Like she often does, best-selling Australian author Fiona McIntosh and husband Ian were on an information gathering expedition for Fiona’s latest book when an accidental encounter inspired The Champagne War.
“We were walking down the famous Avenue de Champagne in Epernay in France when I met this glorious woman Sophie Signolle. The more I talked to her, the more I realised I was talking to my character and everything she was saying smacked of my proposed character Sophie Delancre,” McIntosh tells Have a Go News.
“Sophie is modelled on several very strong women in the early centuries of Champagne – Veuve Clicquot and Madame Pommery, but she is mostly inspired by another Sophie, a sixth-generation champenoise. I literally ran into her; I was walking up the Avenue de Champagne trying to get inspired with no real plans for the story when I was captivated by this beautiful house. All the other houses in the street were very ostentatious but this was a quiet little house, it looked like a country manor and was very pretty.
“I was taking photographs and there were some tradies working outside. One of them came to talk to us and I realised it was a woman and we apologised but she invited us inside, saying she was the owner. She was wearing jeans with paint all over her and her hair bundled up and opened a bottle of champagne.
“I fell in love with this woman, a widow, and very daring with the flavours she tries with her champagne, a sixth generation champenoise inherited from her father. She learnt how to make champagne at his knee, walked the vineyards with him as a little girl and learnt about growing grapes and it was just irresistible.
“I said: ‘Sophie I am going to write about you’ and she said: well make sure I have a torrid love affair please, I must have a massive affair with a glorious man.
I said: ‘done.’”
“I do love a bit of a love triangle, I can’t help myself.”
The Champagne War is a journey from war-torn Ypres to the sun-kissed vineyards of southern France, exploring the alchemy behind champagne and the heartbreaking realities of war, set in the summer of 1914, when vigneron Jerome Mea heads off to war.
His new bride, Sophie, a fifth generation and rebellious champenoise, is determined to ensure the forthcoming vintages will be testament to their love and the power of the people of Epernay. But Jerome disappears and life changes for Sophie, who never gives up hope of finding him.

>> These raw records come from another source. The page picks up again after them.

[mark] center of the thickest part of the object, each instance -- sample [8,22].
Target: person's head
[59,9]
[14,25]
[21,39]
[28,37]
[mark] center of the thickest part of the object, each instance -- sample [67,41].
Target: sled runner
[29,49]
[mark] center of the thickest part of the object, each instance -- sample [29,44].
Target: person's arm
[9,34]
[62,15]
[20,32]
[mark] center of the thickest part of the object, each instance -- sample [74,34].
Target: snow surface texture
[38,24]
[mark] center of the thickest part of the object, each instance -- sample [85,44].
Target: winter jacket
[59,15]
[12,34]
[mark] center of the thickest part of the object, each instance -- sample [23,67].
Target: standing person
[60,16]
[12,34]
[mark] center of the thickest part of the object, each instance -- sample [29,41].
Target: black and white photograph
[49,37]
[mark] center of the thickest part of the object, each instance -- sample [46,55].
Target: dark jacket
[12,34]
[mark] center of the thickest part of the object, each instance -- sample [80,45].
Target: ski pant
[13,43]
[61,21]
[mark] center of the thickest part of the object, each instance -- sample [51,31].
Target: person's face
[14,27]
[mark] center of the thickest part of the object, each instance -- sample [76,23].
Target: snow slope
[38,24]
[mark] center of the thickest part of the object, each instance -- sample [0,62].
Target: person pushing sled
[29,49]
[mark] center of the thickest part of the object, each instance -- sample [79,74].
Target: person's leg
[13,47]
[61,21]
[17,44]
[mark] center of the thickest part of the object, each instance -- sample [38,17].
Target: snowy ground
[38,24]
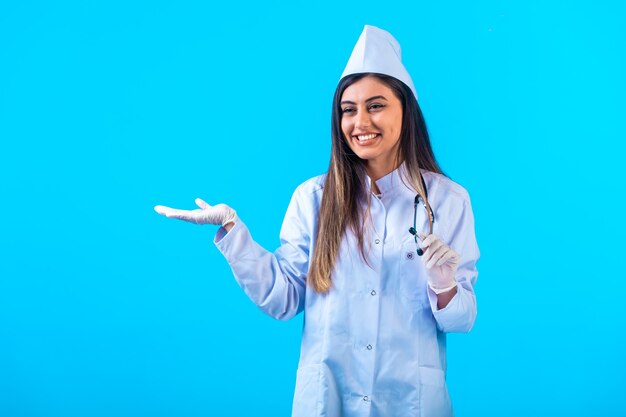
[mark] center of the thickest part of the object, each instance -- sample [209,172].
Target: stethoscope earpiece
[413,230]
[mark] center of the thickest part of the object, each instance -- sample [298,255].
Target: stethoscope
[413,230]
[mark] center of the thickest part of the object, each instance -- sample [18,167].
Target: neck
[376,170]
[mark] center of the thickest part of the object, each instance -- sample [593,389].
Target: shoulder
[444,188]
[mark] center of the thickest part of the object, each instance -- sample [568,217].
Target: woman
[378,299]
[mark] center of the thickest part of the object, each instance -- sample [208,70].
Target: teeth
[366,137]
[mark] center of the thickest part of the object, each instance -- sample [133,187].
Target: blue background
[108,108]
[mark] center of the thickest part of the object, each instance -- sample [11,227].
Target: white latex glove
[441,263]
[219,214]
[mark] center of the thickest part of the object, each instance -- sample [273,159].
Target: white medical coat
[375,345]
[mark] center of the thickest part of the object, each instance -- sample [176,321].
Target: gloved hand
[441,263]
[219,214]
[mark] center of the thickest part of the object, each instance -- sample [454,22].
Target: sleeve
[275,282]
[460,313]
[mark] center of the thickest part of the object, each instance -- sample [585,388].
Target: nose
[362,121]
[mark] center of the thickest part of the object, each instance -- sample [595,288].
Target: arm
[455,310]
[275,282]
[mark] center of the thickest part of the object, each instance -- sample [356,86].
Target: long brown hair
[345,187]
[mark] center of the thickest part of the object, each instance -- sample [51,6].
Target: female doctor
[380,253]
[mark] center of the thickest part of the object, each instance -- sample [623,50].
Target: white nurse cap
[378,51]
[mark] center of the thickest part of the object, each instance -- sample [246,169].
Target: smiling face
[371,121]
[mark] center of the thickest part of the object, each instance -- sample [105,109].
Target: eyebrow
[369,99]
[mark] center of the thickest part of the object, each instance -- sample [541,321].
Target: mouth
[366,139]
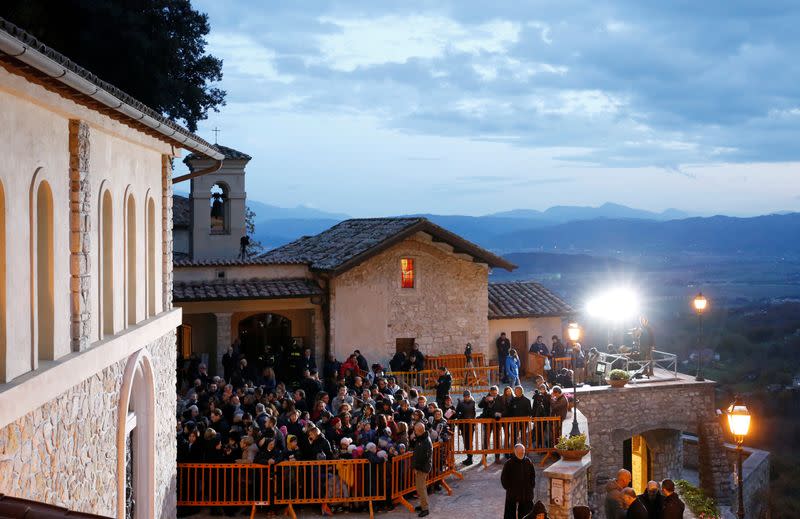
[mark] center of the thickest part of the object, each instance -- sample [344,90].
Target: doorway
[519,342]
[262,330]
[404,345]
[637,458]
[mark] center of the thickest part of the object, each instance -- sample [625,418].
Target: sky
[384,108]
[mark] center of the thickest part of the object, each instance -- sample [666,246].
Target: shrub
[619,374]
[576,443]
[697,501]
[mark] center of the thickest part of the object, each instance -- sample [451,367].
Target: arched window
[130,250]
[151,257]
[106,296]
[136,439]
[220,209]
[44,273]
[3,351]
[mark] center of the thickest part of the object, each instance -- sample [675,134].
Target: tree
[153,50]
[254,248]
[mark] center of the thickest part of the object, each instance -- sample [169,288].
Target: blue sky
[378,108]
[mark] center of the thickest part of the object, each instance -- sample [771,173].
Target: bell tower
[217,201]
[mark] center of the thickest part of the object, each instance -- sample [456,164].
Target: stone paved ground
[478,496]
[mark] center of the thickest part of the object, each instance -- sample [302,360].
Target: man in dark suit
[635,508]
[652,500]
[673,506]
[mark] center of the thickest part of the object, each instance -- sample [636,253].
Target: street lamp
[700,303]
[574,333]
[739,424]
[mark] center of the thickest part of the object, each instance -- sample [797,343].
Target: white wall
[35,147]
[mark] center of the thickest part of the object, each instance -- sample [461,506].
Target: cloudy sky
[378,108]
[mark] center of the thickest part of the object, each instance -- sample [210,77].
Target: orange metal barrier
[219,484]
[453,361]
[489,436]
[402,471]
[561,362]
[331,482]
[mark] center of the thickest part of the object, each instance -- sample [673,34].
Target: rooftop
[353,241]
[239,289]
[229,153]
[524,299]
[24,55]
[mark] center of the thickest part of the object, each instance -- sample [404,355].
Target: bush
[619,374]
[697,501]
[576,443]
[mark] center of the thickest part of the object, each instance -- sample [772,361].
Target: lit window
[406,273]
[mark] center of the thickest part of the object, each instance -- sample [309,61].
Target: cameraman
[493,407]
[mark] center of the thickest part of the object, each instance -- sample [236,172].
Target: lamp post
[739,424]
[700,303]
[574,333]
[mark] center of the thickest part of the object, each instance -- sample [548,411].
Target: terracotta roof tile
[524,299]
[222,289]
[352,241]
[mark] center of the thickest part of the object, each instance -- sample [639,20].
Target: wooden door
[519,342]
[404,345]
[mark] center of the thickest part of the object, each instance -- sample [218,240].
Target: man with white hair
[423,463]
[652,500]
[635,508]
[519,479]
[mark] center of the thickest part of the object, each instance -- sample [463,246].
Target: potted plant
[572,448]
[618,377]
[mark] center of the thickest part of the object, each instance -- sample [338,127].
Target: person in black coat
[635,508]
[519,479]
[673,506]
[422,462]
[443,385]
[492,406]
[465,410]
[652,500]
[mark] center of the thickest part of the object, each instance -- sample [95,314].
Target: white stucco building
[376,284]
[87,326]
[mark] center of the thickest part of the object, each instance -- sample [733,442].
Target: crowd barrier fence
[292,483]
[485,436]
[476,378]
[453,361]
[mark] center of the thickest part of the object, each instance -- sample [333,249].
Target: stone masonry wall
[80,234]
[65,452]
[447,308]
[163,357]
[659,413]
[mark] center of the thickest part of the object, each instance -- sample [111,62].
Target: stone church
[376,284]
[87,325]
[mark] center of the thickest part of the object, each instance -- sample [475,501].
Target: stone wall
[447,308]
[65,452]
[756,474]
[659,412]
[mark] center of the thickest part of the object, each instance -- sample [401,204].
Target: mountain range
[607,230]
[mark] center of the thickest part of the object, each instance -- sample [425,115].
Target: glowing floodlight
[616,305]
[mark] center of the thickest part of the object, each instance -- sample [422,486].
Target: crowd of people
[250,415]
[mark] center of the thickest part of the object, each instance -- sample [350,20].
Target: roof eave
[51,70]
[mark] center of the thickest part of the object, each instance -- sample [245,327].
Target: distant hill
[534,265]
[272,212]
[758,236]
[567,213]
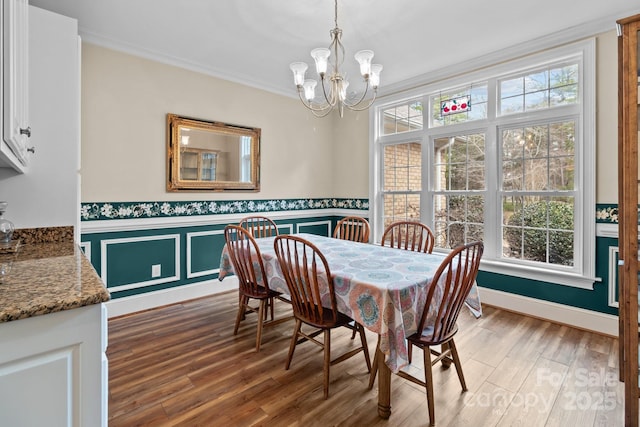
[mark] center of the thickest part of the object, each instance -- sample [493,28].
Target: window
[458,189]
[511,170]
[402,182]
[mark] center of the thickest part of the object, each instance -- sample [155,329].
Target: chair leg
[428,379]
[374,370]
[456,361]
[240,316]
[261,314]
[365,348]
[292,346]
[327,361]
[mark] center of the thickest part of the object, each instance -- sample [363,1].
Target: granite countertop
[47,277]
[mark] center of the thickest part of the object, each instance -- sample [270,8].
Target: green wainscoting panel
[203,252]
[186,255]
[131,260]
[323,228]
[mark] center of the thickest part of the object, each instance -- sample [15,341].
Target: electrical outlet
[156,270]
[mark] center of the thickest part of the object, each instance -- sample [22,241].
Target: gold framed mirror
[211,156]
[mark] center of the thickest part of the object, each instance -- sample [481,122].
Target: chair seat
[426,337]
[327,318]
[260,292]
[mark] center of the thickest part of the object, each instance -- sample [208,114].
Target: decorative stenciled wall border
[606,214]
[99,211]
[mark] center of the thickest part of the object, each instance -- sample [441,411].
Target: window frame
[582,274]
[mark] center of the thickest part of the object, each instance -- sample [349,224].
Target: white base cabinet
[53,369]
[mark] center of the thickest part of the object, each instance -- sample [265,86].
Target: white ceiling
[254,41]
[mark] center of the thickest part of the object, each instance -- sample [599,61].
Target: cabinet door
[15,77]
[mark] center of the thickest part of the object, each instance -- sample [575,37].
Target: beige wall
[607,118]
[125,100]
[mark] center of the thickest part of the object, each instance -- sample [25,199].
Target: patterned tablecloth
[383,289]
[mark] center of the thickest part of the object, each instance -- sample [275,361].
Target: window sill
[532,273]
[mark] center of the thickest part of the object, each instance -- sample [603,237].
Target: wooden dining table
[384,289]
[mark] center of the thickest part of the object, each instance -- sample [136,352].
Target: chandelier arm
[351,105]
[356,108]
[333,100]
[334,89]
[321,111]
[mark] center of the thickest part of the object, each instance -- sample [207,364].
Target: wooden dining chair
[249,268]
[408,235]
[259,226]
[448,291]
[313,298]
[352,228]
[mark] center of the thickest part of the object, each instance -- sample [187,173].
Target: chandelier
[334,83]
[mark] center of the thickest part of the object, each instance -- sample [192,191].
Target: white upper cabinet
[15,84]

Injured British chemist Charles Nash comes to Reims where Sophie has helped set up an underground hospital and the pair are attracted to each other. Her scheming brother-in-law Louis has his own plans.

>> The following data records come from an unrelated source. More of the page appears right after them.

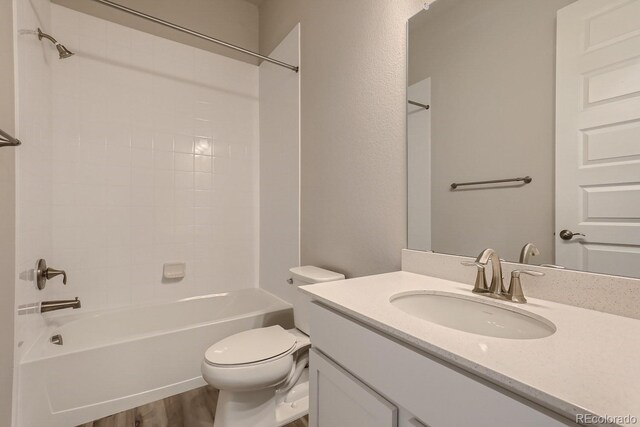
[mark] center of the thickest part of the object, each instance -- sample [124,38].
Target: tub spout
[59,305]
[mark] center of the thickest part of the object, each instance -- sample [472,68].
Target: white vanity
[374,364]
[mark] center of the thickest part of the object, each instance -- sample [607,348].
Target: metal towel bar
[526,180]
[7,140]
[419,104]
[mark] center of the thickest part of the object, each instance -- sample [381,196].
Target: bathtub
[118,359]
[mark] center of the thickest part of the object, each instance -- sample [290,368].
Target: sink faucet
[496,290]
[527,252]
[59,305]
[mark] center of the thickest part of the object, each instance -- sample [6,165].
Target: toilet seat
[250,360]
[252,346]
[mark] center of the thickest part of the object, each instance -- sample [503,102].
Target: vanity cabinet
[342,400]
[361,377]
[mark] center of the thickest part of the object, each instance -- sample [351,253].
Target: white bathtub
[118,359]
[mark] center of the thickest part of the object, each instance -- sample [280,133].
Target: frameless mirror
[524,127]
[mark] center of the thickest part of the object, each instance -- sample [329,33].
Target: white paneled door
[598,136]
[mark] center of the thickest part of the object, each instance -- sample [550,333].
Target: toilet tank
[308,275]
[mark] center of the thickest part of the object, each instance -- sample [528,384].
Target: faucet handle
[515,293]
[52,272]
[44,273]
[480,286]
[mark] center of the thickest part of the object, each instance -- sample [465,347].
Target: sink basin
[468,314]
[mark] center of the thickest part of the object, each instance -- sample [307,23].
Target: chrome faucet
[527,252]
[46,306]
[496,289]
[515,293]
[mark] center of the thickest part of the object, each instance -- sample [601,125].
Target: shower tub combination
[118,359]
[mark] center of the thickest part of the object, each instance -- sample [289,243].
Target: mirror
[482,106]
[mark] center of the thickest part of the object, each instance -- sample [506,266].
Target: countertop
[591,364]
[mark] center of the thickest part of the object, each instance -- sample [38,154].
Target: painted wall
[234,21]
[353,78]
[7,212]
[280,169]
[419,167]
[492,70]
[154,160]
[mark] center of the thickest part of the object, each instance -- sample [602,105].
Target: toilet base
[246,409]
[263,408]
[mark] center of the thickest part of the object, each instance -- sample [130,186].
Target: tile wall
[33,188]
[155,159]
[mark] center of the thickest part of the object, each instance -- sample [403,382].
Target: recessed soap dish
[174,270]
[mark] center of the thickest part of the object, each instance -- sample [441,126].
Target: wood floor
[195,408]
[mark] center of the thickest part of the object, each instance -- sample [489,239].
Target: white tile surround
[610,294]
[33,183]
[155,159]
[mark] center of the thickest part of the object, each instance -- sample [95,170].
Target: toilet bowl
[261,373]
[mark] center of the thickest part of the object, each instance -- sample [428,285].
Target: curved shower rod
[197,34]
[7,140]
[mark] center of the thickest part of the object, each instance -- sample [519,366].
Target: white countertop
[591,364]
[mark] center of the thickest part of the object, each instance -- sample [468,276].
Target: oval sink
[470,315]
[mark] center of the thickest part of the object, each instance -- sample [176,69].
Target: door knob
[568,235]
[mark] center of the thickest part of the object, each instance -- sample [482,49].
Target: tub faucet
[59,305]
[496,289]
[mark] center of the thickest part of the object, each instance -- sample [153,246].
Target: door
[598,136]
[337,399]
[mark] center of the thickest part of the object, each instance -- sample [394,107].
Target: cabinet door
[337,399]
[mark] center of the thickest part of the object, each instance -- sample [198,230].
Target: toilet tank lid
[311,274]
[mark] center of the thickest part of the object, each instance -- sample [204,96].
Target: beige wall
[7,213]
[233,21]
[492,69]
[353,214]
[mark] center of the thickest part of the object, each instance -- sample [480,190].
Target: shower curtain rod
[196,34]
[7,140]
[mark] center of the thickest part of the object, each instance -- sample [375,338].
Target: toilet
[261,373]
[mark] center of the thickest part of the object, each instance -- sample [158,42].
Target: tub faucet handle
[52,272]
[44,273]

“I do love a bit of a love triangle, I can’t help myself,” McIntosh says.
“Charlie is such a melancholy character but he is sort of irresistible. Like Sophie, you want to put your arms around him and say, ‘it’s going to be alright’. He is an interesting character and adds darkness to her light, just as the harrowing battle scenes were counterbalanced when the reader is with Sophie and talking about champagne and grapes.
“When my Sophie, the real Sophie, talks about champagne she gets almost misty eyed and there is almost a romantic attitude to what she is doing, I tried to capture this in the story but the grapes become personalities and that adds a lightness and froth to otherwise quite harrowing scenes.
“I needed that there, it was a lovely job to balance out the darkness with this light. It is a book for these times, you have to be resilient and deep, you can’t solve it but you have to survive it, which is what we are all trying to do through this COVID year.
“There are so many aspects to this book, understanding the theatre of World War I, the battles in the region and where all the soldiers came from. I had to understand the era itself, what people were like, what they were eating and doing and how they coped and survived.
“How did they make champagne in that time and under war conditions. There were so many layers, I thought I was going mad with so much to juggle.
“But it’s important you stay the course because the whole aim of the historical writer is to put the reader into a bubble that they feel they are walking with these characters in that time and they can believe everything feels real and credible.”
McIntosh, who lives in a small farm in the ‘middle of nowhere’ in South Australia, says she has written two books this year because of COVID constraints.
“I would normally find this an impossible task but we couldn’t go anywhere which puts pressure on future books.”
A new book, Mirror Man, a 2021 crime novel, the third in the Jack Hawksworth series, is being edited and an historical release, The Spy’s Wife, is due for release late next year.
“Normally I would be in Germany and Britain doing research but I’m a bit hamstrung. I’m relying on information gathered there earlier this year when I bolted home before the doors closed on Australia. The 2022 book will probably be a book set in Australia.”
The Champagne War (Michael Joseph, $33) is out now.